To co naprawdę zasiało ziarno wątpliwości to fakt manipulacji TVP, co w konsekwencji może w przyszłości zebrać żniwo większym poparciem dla środowisk narodowych.


źródło Narodowa Wielkopolska 
https://www.youtube.com/channel/UCFNbUMZPPN2PpZ0xrqPDp5Q

sobota, 10 listopada 2018

100-lecie niepodległości oczami Polaka.

Po 123 latach Polska odzyskała miejsce na mapie Europy. Okres ten przysporzył potwornych cierpień, niemniej zdaliśmy egzamin dzięki czemu nasza tożsamość narodowa jest wzorem do naśladowania.

123 walki o spójność narodową,kulturową i religijną nie mogło obyć się bez ofiar.
Pośród wielu prób wykorzenienia polskości ze świadomości , topienia jej bohaterów w morzu krwi zrywów narodowościowych , masowych zsyłek , płaczu wdów i sierot na mogiłami ojców, czy też szeroko zakrojonej rusyfikacji i germanizacji w szkołach, Polacy przetrwali najcięższą próbę w swojej wielowiekowej historii nie porzucając nadziei.
Po Powstaniu Styczniowym podkopującym nadzieje Polaków na wywalczenie bagnetem niepodległości zmusiła elity do szukania innej drogi do osiągnięcia tego celu.
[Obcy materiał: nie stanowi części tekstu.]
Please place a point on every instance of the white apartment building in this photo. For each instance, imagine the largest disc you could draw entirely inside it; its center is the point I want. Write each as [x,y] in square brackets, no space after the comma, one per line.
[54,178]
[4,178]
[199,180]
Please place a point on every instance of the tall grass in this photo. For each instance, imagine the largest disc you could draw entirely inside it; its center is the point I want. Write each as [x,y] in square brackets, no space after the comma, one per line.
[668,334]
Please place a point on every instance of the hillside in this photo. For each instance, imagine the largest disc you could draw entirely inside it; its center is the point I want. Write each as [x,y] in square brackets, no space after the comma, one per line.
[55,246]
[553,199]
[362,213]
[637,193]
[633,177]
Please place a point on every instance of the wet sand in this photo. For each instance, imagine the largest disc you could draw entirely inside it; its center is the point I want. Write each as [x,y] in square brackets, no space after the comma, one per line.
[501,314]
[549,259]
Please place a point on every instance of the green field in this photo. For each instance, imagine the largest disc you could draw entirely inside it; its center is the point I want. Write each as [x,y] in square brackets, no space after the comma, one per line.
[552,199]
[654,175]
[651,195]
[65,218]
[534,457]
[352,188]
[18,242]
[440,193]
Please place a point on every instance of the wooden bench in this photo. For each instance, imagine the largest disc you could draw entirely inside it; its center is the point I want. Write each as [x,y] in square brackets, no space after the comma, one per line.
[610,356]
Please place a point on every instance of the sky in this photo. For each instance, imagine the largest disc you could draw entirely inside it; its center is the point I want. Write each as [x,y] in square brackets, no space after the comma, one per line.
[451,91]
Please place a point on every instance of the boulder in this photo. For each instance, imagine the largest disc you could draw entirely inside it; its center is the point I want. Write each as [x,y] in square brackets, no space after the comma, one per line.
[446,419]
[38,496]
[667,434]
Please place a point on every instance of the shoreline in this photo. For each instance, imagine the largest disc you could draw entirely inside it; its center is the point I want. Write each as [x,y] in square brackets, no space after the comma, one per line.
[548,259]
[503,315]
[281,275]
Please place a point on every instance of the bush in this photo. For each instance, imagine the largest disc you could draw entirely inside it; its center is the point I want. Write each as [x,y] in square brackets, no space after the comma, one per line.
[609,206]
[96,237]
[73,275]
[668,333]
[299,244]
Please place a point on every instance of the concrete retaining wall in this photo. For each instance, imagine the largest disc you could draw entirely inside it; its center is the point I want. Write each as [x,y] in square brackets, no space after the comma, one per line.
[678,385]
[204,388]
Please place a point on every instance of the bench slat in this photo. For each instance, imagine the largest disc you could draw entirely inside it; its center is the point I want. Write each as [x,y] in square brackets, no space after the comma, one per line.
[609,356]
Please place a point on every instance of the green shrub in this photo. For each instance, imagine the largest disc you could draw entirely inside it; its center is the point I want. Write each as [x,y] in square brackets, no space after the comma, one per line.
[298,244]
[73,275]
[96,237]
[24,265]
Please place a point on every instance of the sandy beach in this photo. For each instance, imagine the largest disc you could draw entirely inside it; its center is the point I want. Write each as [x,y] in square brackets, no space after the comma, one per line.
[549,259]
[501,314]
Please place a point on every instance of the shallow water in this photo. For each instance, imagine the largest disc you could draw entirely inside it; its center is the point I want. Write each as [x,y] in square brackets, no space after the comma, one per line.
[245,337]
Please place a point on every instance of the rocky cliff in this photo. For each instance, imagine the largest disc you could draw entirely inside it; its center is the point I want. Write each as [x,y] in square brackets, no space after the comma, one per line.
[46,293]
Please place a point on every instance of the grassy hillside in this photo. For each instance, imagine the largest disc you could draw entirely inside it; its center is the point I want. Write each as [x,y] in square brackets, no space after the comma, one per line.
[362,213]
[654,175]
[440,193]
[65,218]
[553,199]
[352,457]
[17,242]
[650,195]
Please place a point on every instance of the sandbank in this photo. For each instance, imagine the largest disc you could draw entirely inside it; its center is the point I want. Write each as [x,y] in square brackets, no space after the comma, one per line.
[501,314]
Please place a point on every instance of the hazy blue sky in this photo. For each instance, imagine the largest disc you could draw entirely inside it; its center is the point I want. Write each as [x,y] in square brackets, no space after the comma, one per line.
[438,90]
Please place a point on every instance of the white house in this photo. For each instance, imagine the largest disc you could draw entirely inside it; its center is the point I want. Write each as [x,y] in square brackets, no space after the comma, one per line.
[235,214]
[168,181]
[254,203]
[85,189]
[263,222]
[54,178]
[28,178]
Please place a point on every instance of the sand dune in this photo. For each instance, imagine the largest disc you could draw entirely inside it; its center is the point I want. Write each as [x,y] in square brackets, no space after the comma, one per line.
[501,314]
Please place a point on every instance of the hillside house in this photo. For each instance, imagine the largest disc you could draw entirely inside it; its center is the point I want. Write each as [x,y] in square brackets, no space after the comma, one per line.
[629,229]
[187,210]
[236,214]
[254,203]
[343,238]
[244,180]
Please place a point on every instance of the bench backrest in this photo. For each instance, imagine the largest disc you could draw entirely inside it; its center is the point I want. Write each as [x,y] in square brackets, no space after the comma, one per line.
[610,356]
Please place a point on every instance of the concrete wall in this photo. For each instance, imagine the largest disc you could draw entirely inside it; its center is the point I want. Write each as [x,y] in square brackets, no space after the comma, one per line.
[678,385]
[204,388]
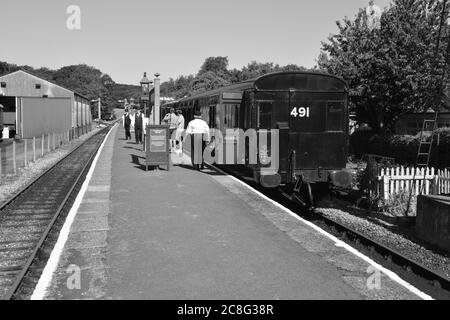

Kolejna próba siłowego odzyskania kraju mogła doprowadzić do całkowitej zagłady narodu. W świadomości Polaków pojawiła się inna koncepcja mogąca uratować zachowanie tożsamości. Tę postawę wielokrotnie podkreślał jeden z ojców założycieli II Rzeczpospolitej Roman Dmowski; '' Budzić świadomość narodową tam, gdzie jej nie ma, rozwijać ją , gdzie jest słaba, popierać wszelki ruch samodzielny w warstwach ludowych, gdyż samodzielność warstwy jest miarą jej wartości politycznej i cywilizacyjnej''. Było to zgoła inne podejście od tego do którego Rzeczpospolita była przywiązana. Martyrologia wykrwawiająca kraj, zastąpiona gotowością służby i poświęcenia na rzecz dobra wspólnego .Wyboista, niełatwa droga rodziła się w sercach i umysłach dojrzewającego po latach udręki społeczeństwa. Jej kulminacją był rok 1918, w którym to roku osłabione powrozy ciemiężycieli nie powstrzymały impetu patriotyzmu odradzającego się wśród Polaków..

Jaka nauka z tego płynie w odniesieniu do czasów współczesnych? Taka sama jak w okresie w którym państwo polskie nie istniało. Krok w tył nie oznacza kapitulacji, krok w tył to pozorna słabość, krok w tył to czas zyskany na przyszłość.